Is this the vulnerability that nation-sate actors and cybercriminals have been waiting for? Perhaps. An attack on cloud service providers could have detrimental and global consequences. Surely, nation-sate actors, and commercial actors connected to nation states, are already looking for ways to exploit the vulnerability and monetize it. The motivation is surely there. The question is, if those motivated have the technical skills to exploit the vulnerabilities, how fast they can download data? And if they can beat those trying to secure the vulnerability, do they have the capacity to store such an immense amount of data?
This situation brings to life what the cyber insurance world has long feared, as a breach of this magnitude would have severe implications on the insurance industry. Insurance companies must view this as a risk-based model and understand that an attack with “Sandy-like” losses could cripple the insurance industry. Unlike other lines of business, which rely on hundreds of years of historical data to hedge risk, cyber insurers struggle to estimate potential losses due to the possibility of aggregate loss scenarios. “Because cyber is virtual, it is such a difficult task to understand how it will accumulate in a big event,” explained Lloyd’s of London CEO Inga Beale.
While the true effects from Meltdown and Spectre are far from known, if cybercriminals or nation-state actors can exploit the vulnerabilities before the government or tech world can patch them, millions of potentially insured individuals and organizations will be at risk for cyber extortion and data loss.

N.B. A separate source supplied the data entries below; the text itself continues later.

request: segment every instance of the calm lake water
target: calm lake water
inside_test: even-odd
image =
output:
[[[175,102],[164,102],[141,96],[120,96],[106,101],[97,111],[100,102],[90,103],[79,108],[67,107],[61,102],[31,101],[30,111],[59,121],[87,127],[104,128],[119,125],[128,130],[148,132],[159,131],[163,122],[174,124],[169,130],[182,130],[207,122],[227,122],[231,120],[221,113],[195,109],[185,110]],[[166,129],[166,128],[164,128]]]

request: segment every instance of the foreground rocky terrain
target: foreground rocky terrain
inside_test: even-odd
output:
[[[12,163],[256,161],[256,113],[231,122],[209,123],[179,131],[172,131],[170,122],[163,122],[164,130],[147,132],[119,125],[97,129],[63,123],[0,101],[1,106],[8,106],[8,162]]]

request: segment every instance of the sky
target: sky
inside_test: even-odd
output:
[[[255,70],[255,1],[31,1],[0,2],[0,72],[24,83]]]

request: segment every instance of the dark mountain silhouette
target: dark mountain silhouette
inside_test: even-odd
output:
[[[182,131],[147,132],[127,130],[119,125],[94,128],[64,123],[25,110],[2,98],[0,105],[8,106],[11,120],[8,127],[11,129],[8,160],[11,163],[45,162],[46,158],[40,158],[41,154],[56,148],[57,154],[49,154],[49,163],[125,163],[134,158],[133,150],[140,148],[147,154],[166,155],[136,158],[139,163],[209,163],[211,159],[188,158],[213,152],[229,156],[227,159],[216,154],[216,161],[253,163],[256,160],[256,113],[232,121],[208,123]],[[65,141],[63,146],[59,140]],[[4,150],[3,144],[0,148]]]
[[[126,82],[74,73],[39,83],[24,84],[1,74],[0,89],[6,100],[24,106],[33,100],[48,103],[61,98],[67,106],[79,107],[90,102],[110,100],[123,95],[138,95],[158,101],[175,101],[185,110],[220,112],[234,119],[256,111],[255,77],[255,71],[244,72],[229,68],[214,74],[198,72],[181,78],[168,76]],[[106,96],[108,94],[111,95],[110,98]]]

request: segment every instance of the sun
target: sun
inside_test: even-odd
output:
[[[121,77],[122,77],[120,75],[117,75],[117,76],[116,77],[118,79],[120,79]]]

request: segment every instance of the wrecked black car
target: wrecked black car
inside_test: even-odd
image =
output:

The Council’s Cyber Market Watch Survey
The Council recently released its fifth biannual Cyber Insurance Market Watch Survey. Results were consistent with those in May 2017, as take-up rates remained relatively low at around 31 percent. While many clients were curious about cyber insurance, their interest did not necessarily translate to the purchase of a policy. It is interesting to note that widely publicized international events, including the Equifax breach and the WannaCry and Petya ransomware attacks, did not greatly influence adoption.
“Cyber coverage is becoming an increasingly critical line of business for our members’ clients,” explained Ken A. Crerar, President/CEO of The Council. “However, as cybercrime continues to increase around the globe, with the average cost of a data breach approaching $4 million, it’s essential for broker members to continue emphasizing the importance of adding cyber policies to clients’ risk-portfolios.”